Gina looked scornful. “Oh, Dad! This isn’t the Dark Ages anymore! I’m going to ask a boy myself. I’m not going to wait around for some nerd to ask me when I could ask whoever I want in the first place. My piano teacher says it’s demeaning to women to—”

“Yeah, I heard that line before.” Joe growled, “Pretty soon Nora is going to start charging me for more than piano lessons. So if you’re going to ask somebody, why haven’t you done it yet?”

“I haven’t gotten around to it, that’s all!” Gina’s voice rose petulantly. “You’re not the only one who’s busy around here, y’know!”

“Okay, okay,” said Joe, placating his hot-tempered child before she really blew up. “I’ll leave that part up to you. But if you need money for a dress or anything else in that department, I’ll be happy to give you whatever you need—within reason.”

“What’s within reason?”

Joe hadn’t the faintest idea how much a dress was going to cost—fifty dollars, maybe? But somehow he knew it would be a tactical error to admit such a failing. He said, “I’ll think about it and get back to you. In the meantime, you can concentrate on finding a date.”

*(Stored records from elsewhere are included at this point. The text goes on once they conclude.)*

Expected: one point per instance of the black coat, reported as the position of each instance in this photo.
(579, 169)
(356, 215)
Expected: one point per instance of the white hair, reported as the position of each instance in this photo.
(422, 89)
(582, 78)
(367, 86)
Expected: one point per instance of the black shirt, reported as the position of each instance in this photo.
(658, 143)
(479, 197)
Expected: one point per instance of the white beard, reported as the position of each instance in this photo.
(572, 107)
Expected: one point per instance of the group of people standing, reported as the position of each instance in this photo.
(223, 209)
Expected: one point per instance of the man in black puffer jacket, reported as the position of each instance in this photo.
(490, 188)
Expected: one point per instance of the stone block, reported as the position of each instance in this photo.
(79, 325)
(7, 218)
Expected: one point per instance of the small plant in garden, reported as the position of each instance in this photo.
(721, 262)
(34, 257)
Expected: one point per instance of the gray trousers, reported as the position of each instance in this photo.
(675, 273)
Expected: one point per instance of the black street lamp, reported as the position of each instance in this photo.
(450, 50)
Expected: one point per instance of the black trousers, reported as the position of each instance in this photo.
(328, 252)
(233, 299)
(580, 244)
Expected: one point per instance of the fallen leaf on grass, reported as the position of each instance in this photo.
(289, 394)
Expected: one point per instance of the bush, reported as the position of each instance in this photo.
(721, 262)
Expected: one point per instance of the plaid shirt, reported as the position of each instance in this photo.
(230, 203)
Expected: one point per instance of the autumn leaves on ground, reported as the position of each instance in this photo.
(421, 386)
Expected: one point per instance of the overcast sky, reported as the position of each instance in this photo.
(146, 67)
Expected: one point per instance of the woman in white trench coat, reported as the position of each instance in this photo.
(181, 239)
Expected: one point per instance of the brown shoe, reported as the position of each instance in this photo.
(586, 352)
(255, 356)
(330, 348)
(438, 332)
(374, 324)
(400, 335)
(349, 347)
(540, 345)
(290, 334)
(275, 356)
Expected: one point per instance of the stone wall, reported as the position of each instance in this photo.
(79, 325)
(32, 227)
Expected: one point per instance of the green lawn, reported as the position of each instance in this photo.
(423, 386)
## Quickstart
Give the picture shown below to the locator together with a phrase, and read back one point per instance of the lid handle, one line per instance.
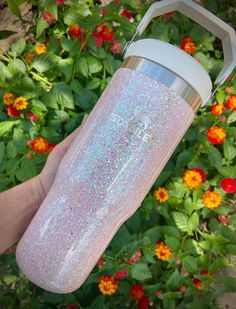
(206, 19)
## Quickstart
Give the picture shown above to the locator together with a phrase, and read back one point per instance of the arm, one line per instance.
(19, 204)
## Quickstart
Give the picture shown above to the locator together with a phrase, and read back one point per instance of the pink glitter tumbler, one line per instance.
(120, 151)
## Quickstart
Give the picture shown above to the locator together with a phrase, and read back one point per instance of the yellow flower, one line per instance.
(40, 48)
(192, 179)
(107, 285)
(161, 195)
(8, 98)
(163, 252)
(20, 103)
(211, 199)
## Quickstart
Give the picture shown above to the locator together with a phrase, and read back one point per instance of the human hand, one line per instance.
(45, 179)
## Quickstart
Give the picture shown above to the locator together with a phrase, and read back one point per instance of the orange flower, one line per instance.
(198, 284)
(217, 109)
(136, 291)
(188, 45)
(231, 102)
(216, 135)
(212, 199)
(39, 144)
(8, 98)
(20, 103)
(29, 57)
(192, 179)
(107, 285)
(12, 111)
(40, 48)
(162, 251)
(161, 195)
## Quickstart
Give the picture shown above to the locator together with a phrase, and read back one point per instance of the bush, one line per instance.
(171, 251)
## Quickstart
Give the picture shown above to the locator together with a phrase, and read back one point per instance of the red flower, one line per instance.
(231, 102)
(12, 111)
(49, 18)
(127, 14)
(60, 2)
(100, 262)
(32, 116)
(103, 34)
(136, 291)
(188, 45)
(223, 219)
(201, 172)
(216, 135)
(105, 11)
(228, 185)
(198, 284)
(74, 31)
(120, 274)
(143, 302)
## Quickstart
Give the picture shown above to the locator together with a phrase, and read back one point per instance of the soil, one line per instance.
(8, 21)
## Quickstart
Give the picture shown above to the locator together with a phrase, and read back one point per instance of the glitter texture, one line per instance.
(102, 180)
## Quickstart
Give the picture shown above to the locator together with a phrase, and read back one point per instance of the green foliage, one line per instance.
(62, 83)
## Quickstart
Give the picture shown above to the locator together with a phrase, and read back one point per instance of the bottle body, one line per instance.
(103, 178)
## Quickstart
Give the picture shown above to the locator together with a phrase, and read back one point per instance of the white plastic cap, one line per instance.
(176, 60)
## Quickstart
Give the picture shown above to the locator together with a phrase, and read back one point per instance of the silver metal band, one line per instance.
(166, 77)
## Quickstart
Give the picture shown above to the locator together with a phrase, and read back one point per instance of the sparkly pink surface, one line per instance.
(107, 172)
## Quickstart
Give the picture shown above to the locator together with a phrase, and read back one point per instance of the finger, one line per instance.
(65, 144)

“I can manage that, I think.”

“Can you manage to fix us a salad, too?”

“Okay,” said Gina, hopping off her stool to help. She hugged Joe from behind first and said, “I love you, Daddy. You’re so understanding. You’re the best father in the whole world!”

Joe grinned. He was wrapped around his daughter’s little finger, and he knew it. He’d give Gina a hundred dollars for a dress. She deserved the best, after all.

She loosened her hug and said softly, “You know, if you wanted to see the television lady again, I guess I wouldn’t blame you.”

Joe laughed and turned around, cradling Gina in his arms. “What brought that on?”

She didn’t meet his gaze. “I dunno. You’re not a monk, I guess.”

“A monk? Who have you been talking to?” Joe demanded, amused. “Your piano teacher again?”

Gina shrugged. “Maybe. She says you’re an attractive man. She did, honest,” Gina repeated when Joe laughed in disbelief. “She says I can’t keep you all to myself much longer.”